= Sidney Brown (electrical engineer) =

British electrical engineer and inventor

Sidney Brown

Sidney George Brown FRS (6 July 1873 – 7 August 1948) was a British electrical engineer and inventor. He is best remembered for his pioneering work on the design of gyro compasses, radio equipment and loudspeakers.

==Early life==
Brown was born in Chicago, the son of English parents. In 1879 his family returned to the UK and Brown began his education at a private school in Parkstone, Poole, followed by Harrogate College. From 1894 to 1896 he studied at University College London, and from 1892 to 1897 was a paying pupil at Crompton & Co. at Chelmsford. After leaving Crompton & Co, Brown returned to the Bournemouth area and in 1899 filed the first of his many patents.

==Career==
In 1906 Brown formed the Telegraph Condenser Company (TCC), a manufacturer of capacitors, and in 1911 formed a second company S.G. Brown Ltd. to manufacture telephone equipment, radio parts, headphones and loudspeakers.

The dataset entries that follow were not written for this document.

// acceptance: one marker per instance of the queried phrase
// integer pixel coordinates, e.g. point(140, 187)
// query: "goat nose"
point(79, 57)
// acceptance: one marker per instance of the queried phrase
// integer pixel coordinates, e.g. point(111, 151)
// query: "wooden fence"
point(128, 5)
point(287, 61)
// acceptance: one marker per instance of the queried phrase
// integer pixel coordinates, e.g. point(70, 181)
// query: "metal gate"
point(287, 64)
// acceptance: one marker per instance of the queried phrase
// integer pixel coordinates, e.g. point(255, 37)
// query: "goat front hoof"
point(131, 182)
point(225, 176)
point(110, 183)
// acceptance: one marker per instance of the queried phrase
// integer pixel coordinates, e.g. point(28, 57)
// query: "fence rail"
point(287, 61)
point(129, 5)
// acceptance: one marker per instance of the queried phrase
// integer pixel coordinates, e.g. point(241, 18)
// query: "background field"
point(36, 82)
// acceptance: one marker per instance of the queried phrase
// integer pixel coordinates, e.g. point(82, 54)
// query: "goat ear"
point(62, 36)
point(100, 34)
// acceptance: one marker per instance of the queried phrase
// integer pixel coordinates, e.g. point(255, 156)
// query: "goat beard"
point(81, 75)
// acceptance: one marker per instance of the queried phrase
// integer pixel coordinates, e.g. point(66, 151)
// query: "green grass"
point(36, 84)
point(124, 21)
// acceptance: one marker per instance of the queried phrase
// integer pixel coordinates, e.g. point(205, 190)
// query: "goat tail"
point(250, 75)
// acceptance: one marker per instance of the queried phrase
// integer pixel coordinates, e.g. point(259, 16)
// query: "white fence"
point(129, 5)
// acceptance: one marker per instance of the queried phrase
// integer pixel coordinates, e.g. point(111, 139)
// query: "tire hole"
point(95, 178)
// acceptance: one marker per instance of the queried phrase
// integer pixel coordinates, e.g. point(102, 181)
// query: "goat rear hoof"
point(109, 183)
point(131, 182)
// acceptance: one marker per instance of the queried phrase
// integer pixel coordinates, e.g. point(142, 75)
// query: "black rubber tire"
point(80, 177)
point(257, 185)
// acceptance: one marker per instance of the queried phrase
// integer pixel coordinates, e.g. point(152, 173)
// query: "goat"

During World War I, S.G. Brown Ltd. set about developing British made gyro compasses. Prior to the war, most gyro compasses had been imported from Germany. Brown's design featured an innovation called liquid ballistic damping, to control the oscillation in the compass caused by a change of course. S.G. Brown Ltd. would go on to become a major producer of gyro compasses for ships and aircraft.

In 1933 the Telegraph Condenser Company became a public limited company. TCC was a leading British maker of capacitors, that was later absorbed into the Plessey company in the 1960s.

Brown retired in 1943 and sold his share of the Telegraph Condenser Company to a consortium, and S.G. Brown Ltd. to the Admiralty. Brown died on 7 August 1948 at Sidmouth, Devon.